Figure 4. DMRs regain methylation late during PGC reprogramming and retain nucleosomes in mature sperm

A) Methylation level of hypomethylated (green) and hypermethylated (red) DMRs in our data set versus the whole genome (grey) in normal PGCs (25) and mature sperm from adult males (26). Hypermethylated DMRs act as an additional negative control since they did not validate. E13.5 and E16.5 are male PGCs. E6.5 and E11.5: mixed sex PGCs (25). B) Nucleosome enrichment (27) at 5 representative hypomethylated DMRs.

Figure 5. Analysis of methylation at F1 sperm DMRs in F2 brain and liver at E16.5

F2 E16.5 CC and CU brain and liver methylation of F1 sperm previously validated hypomethylated DMRs, measured by bisulphite pyrosequencing. Data presented as mean +/− SEM. Brain per condition n = 16, ≥ 3 litters; Liver per condition n = 12, 3 litters.

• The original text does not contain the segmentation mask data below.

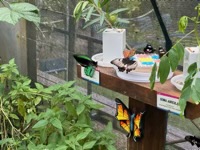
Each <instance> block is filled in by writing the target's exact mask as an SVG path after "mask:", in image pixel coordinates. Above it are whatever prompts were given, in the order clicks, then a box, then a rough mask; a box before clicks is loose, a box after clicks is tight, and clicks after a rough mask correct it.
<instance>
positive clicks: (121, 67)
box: [110, 58, 137, 73]
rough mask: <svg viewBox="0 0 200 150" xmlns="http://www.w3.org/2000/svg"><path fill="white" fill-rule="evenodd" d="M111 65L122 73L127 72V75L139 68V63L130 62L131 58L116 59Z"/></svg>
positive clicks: (112, 61)
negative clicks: (115, 67) (132, 71)
mask: <svg viewBox="0 0 200 150" xmlns="http://www.w3.org/2000/svg"><path fill="white" fill-rule="evenodd" d="M110 63H111V64H113V65H115V66H117V67H118V70H119V71H120V72H124V71H126V73H128V72H130V71H131V70H135V68H136V67H137V62H136V61H133V60H130V59H129V58H116V59H114V60H112V61H111V62H110Z"/></svg>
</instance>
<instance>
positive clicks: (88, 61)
mask: <svg viewBox="0 0 200 150" xmlns="http://www.w3.org/2000/svg"><path fill="white" fill-rule="evenodd" d="M73 56H74V58H75V59H76V61H77V62H78V63H79V64H80V65H81V66H83V67H88V66H94V67H97V62H95V61H93V60H92V59H91V58H89V57H88V56H86V55H81V54H74V55H73Z"/></svg>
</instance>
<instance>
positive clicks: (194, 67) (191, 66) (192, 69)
mask: <svg viewBox="0 0 200 150" xmlns="http://www.w3.org/2000/svg"><path fill="white" fill-rule="evenodd" d="M187 71H188V73H189V74H193V73H194V72H197V62H194V63H192V64H191V65H190V66H189V67H188V70H187Z"/></svg>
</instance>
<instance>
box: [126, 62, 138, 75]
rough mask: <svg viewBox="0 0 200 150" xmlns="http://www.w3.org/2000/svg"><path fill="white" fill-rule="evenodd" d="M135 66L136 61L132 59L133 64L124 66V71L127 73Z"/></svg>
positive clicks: (136, 63) (134, 69)
mask: <svg viewBox="0 0 200 150" xmlns="http://www.w3.org/2000/svg"><path fill="white" fill-rule="evenodd" d="M136 67H137V62H136V61H134V62H133V64H131V65H127V67H126V72H127V73H128V72H130V71H131V70H135V68H136Z"/></svg>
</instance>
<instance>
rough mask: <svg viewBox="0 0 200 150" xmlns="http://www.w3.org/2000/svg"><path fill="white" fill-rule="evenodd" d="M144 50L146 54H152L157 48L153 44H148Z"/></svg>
mask: <svg viewBox="0 0 200 150" xmlns="http://www.w3.org/2000/svg"><path fill="white" fill-rule="evenodd" d="M143 51H144V53H146V54H150V53H154V51H155V49H154V48H153V47H152V46H151V44H147V45H146V47H145V48H144V50H143Z"/></svg>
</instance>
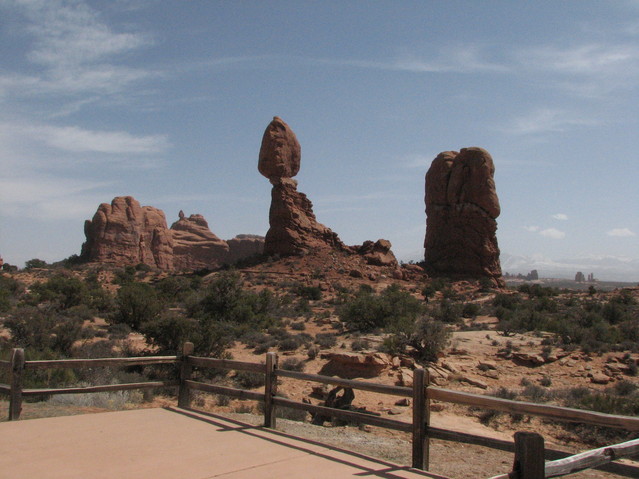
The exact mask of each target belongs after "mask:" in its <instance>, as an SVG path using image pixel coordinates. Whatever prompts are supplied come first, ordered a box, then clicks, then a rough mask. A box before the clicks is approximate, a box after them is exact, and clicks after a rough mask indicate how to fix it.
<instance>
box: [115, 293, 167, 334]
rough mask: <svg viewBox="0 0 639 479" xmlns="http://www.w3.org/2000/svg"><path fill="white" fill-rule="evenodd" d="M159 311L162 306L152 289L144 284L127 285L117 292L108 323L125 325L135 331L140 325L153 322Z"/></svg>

Figure 6. Developmental legacy of altered UN sperm methylation in the F2 generation

(A) Luciferase assay for a negative effect on transcription in 46C neural stem cells (29) (left) and NIH3T3 cells (right). Sequences were inserted between the promoter and enhancer of the Control pGL3 vector. The pGL3 Promoter vector (lacking an enhancer) was used as a positive control. Two regions validated by pyrosequencing as having unaffected F1 sperm methylation were used as negative controls. Control 1: MMU2:77723600–77723900, Control 2: MMU17:87639700-87640000. Data are plotted as mean +/− SEM, normalised to activity of the Control pGL3 vector with no insert. One way ANOVA, Dunnett's post-test **P<0.001, ***P<0.0001. (B) F2 E16.5 brain expression of genes neighbouring F1 sperm DMRs. Data plotted as mean +/− SEM. MiR-715 expression normalised to SnoRNA 202, all other expression normalised to Hprt. Hprt and SnoRNA202 were unaffected. Unpaired two-tailed t-test: Gmf4983 P=0.0004, C1qtnf6 P=0.049, Sstr3 P=0.02, Tacc2 P=0.0018, Tfap2c P=0.015, Tbc1d30 P=0.006. Per condition n=16, ≥3 litters. (C) F2 E16.5 liver expression of genes neighbouring F1 sperm DMRs. Data plotted as mean +/− SEM. Normalised as for (B). Unpaired two-tailed t-test: Ppp2r5c variant1 P=0.03, Kcnip1 P=0.011. Per condition n=12, 3 litters. (D) F2 Pancreatic expression at 4 months. Per condition n ≥ 5 * P<0.05, unpaired two-tailed t-test (3). (E) Tolbutamide (200μM) stimulated insulin secretion, freshly isolated 4 month old islets; n≥4, ≥ 2 isolations. **P<0.01, unpaired two-tailed t-test. (3) (F) Diazoxide (250μM) inhibition of insulin secretion, freshly isolated 4 month old islets; n=4 per group, ≥ 2 isolations. *P<0.05, unpaired two tailed t-test. (3). (G) Fold change in serum insulin 30 minutes following intraperitoneal glucose bolus (1mg/kg). **P<0.01, n≥8, unpaired two-tailed t-test. (3).